Compared with the prior art, the invention has the beneficial effects that: 1. and the multi-person video is synchronously acquired by the multi-view RGB camera, calibration and reconstruction are simultaneously carried out, the equipment is simple, and the flow is simple. 2. The hidden space coding is used for representing human body motion, motion prior information is provided in the optimization process, the dimensionality is reduced, and the optimization solving difficulty is reduced. 3. In the combined optimization process, the accuracy of the camera parameter solution is improved by human body structure prior, physical motion prior and hidden space motion prior. 4. For a video frame with a severely shielded human body, even if two-dimensional joint point constraint is lacked, the result of the frame can be reconstructed by utilizing a physical motion prior and a hidden space motion prior, so that the influence of mutual shielding of multiple people and tracking error on reconstruction is reduced.
Drawings
FIG. 1 is a flow chart of the present invention;
FIG. 2 is a diagram of a hidden spatial motion prior network architecture;
FIG. 3 is a schematic view of a multi-view acquisition system;
FIG. 4 is a schematic representation of a mannequin;
FIG. 5 is a two-dimensional pose estimation versus joint point trajectory results diagram;
fig. 6 is a graph of the reconstruction results.
Detailed Description
The following detailed description of the embodiments of the invention is provided in connection with the accompanying drawings.
The present invention is described in further detail below with reference to the attached drawing figures.

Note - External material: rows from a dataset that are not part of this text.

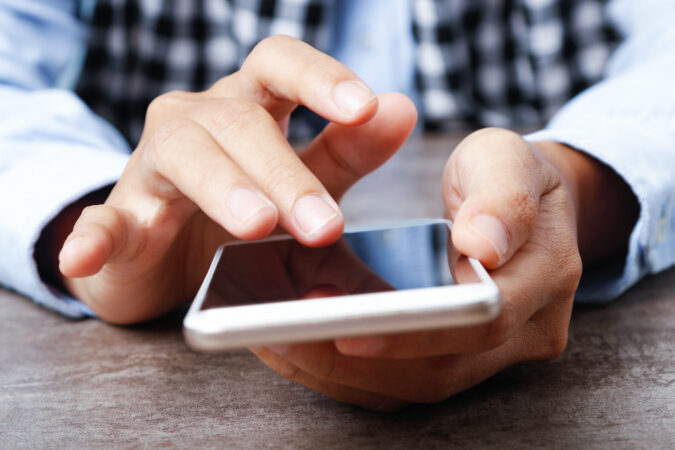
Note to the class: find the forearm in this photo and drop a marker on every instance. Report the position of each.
(605, 207)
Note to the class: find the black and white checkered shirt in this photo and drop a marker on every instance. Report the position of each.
(509, 63)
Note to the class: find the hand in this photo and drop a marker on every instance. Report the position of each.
(215, 165)
(514, 207)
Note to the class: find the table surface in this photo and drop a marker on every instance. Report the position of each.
(89, 384)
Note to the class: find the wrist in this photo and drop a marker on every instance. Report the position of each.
(605, 207)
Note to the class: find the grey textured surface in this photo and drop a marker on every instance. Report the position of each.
(87, 384)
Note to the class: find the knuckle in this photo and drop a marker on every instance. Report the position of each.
(523, 206)
(277, 174)
(157, 150)
(500, 329)
(287, 370)
(235, 116)
(271, 44)
(435, 388)
(166, 103)
(553, 344)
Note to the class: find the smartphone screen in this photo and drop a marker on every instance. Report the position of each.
(368, 261)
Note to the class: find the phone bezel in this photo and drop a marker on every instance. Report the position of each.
(292, 321)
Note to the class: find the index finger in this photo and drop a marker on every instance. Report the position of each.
(282, 72)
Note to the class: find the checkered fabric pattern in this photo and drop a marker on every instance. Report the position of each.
(508, 63)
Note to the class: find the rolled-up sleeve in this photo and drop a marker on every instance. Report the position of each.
(627, 121)
(53, 149)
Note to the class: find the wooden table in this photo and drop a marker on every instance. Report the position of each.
(87, 384)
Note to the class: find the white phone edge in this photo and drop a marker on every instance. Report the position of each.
(227, 328)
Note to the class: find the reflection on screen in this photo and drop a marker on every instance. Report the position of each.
(360, 262)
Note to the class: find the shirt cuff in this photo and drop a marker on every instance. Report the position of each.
(41, 188)
(615, 142)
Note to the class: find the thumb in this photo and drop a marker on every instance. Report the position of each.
(341, 155)
(492, 186)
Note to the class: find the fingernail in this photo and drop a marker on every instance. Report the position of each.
(363, 346)
(492, 229)
(311, 212)
(244, 203)
(351, 96)
(73, 248)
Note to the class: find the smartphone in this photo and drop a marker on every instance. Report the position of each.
(397, 277)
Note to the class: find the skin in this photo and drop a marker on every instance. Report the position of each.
(529, 212)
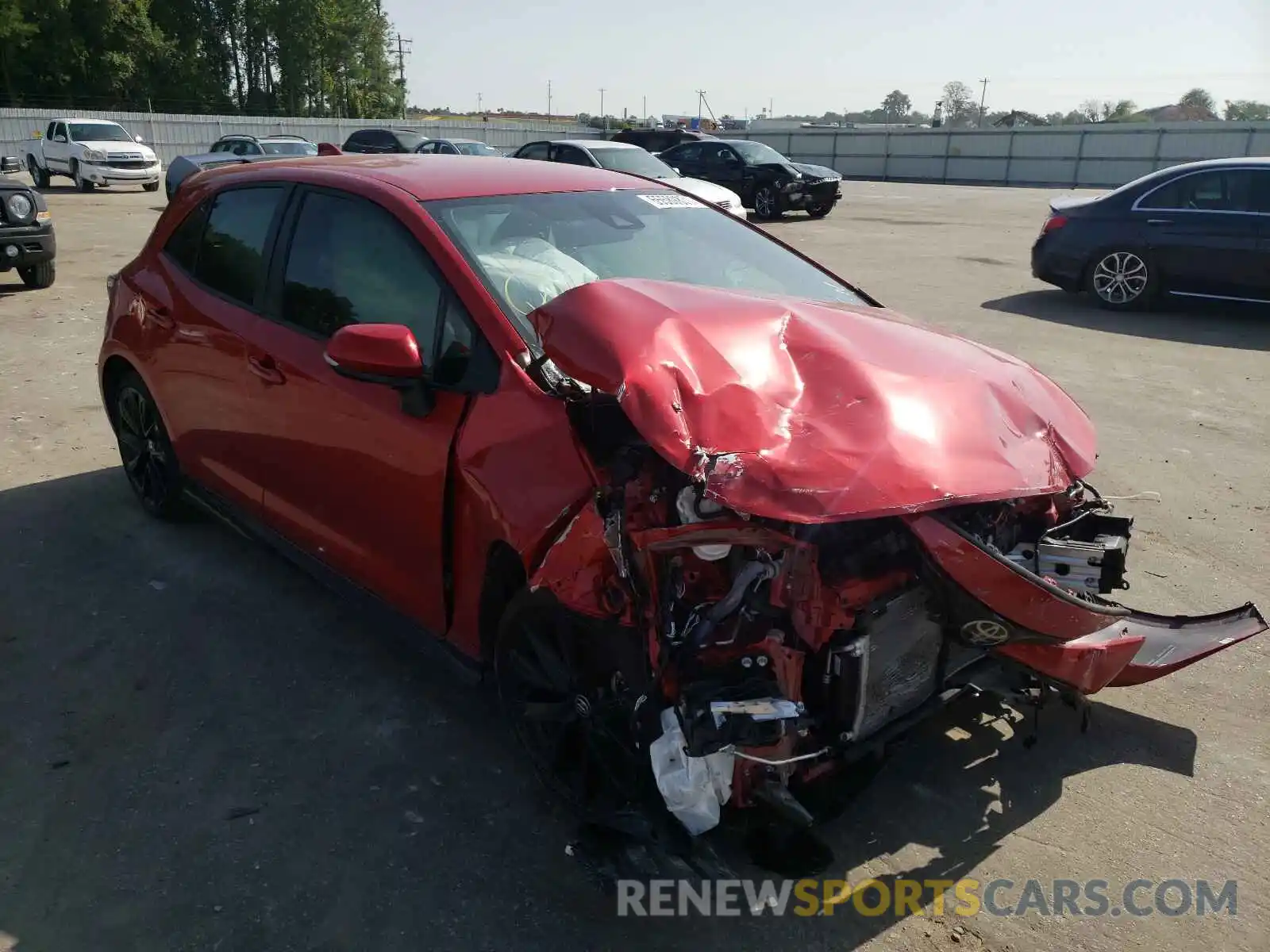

As shown in fig. 1, the method for reconstructing a multi-person human body model based on implicit space motion coding according to the present invention includes the following steps:
(1) in the embodiment, the human motion information refers to the posture of a human body at a certain moment, the postures at a plurality of moments form a motion sequence, the skeleton posture is represented by joint point rotation, and the human body mesh deformation is driven by the joint point rotation. For continuous representation of three-dimensional rotation in a deep neural network, for a human skeleton with N joint points, each joint point represents the three-dimensional rotation using 6-dimensional parameters. The 6-dimensional parameter is specifically the first two column vectors of the three-dimensional rotation matrix, and the third column vector only represents the sign, so that the three-dimensional rotation matrix can be obtained by cross-multiplying the first two column vectors. After the network estimates 6-dimensional parameters, the parameters are formed into two column vectors, the two column vectors are subjected to Schmidt orthogonalization, and finally a third column vector is determined through cross multiplication, so that the rotation of each joint point can be represented in a 3 x 3 rotation matrix form. Thus, for a human motion sequence with N skeletal joint points for a T frame, it can be represented by T × N × 6 parameters.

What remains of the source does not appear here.